Components of the Strategy
There are two components of the VCM risk-control strategy: the technical overlay and the underlying portfolio. The technical overlay is a combination of mathematics, technical indicators employed, and the data series utilized to execute the strategy. The technical overlay seeks to identify inflection points and thus “triggers” the risk-on/risk-off posture of the portfolio. The underlying portfolio is a low-cost ETF with exposure to a specific asset class or style. When the technical overlay indicates a risk-on posture, the strategy is invested in the underlying ETF. When the technical overlay indicates a risk-off posture, the strategy is invested in the AGG (Barclay Aggregate Bond Index).
The Technical Overlay:
The Mathematics – Exponential Moving Average (EMA). An Exponential Moving Average (EMA) is a type of moving average similar to a simple moving average, except that more weight is given to more recent data. This type of moving average reacts faster to recent price changes than a simple moving average.

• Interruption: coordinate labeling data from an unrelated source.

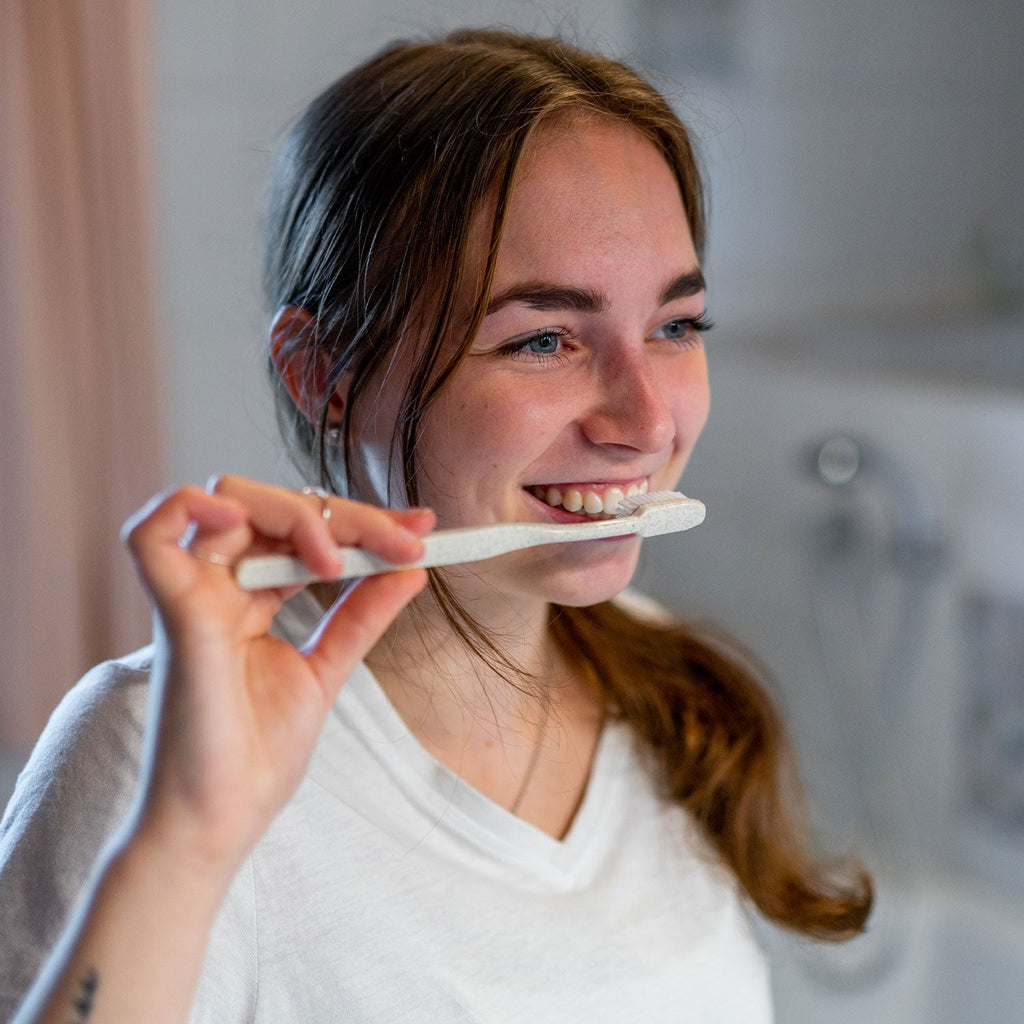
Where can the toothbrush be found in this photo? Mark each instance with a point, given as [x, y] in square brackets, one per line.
[645, 515]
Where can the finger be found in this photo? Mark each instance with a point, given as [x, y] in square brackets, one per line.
[358, 622]
[298, 520]
[154, 534]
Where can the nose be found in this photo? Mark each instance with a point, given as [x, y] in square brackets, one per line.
[630, 409]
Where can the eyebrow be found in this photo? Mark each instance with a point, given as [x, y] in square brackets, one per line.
[545, 296]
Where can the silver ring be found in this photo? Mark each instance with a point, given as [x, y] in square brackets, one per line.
[323, 496]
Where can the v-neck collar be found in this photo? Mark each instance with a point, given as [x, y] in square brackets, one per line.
[443, 800]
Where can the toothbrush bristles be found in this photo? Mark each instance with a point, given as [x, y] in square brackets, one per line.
[628, 506]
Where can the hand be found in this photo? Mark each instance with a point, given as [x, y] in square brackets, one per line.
[241, 710]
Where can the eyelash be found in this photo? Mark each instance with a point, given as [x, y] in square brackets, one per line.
[517, 349]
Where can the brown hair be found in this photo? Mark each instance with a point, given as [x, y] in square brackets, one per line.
[375, 194]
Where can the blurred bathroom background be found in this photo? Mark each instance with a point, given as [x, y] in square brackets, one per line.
[863, 469]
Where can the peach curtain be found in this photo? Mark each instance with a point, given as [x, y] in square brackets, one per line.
[80, 443]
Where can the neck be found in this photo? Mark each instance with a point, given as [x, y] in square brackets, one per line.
[520, 727]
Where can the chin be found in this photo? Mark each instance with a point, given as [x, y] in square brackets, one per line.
[594, 581]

The Technical Indicators. The strategy utilizes a series of intermediate exponential moving averages of US equity closing prices to determine inflection points. When these averages cross, risk-on and risk-off points are triggered. Multiple scenarios were tested, and this methodology provided advantageous trigger points that avoid material downside returns while participating in most of the upside. Moving Average Convergence Divergence (MACD) is a trend-following and trend-momentum indicator that measures rates of change between two EMA’s. The MACD measures technical indicators across a different time series to indicate and subsequently validate a buy or sell signal.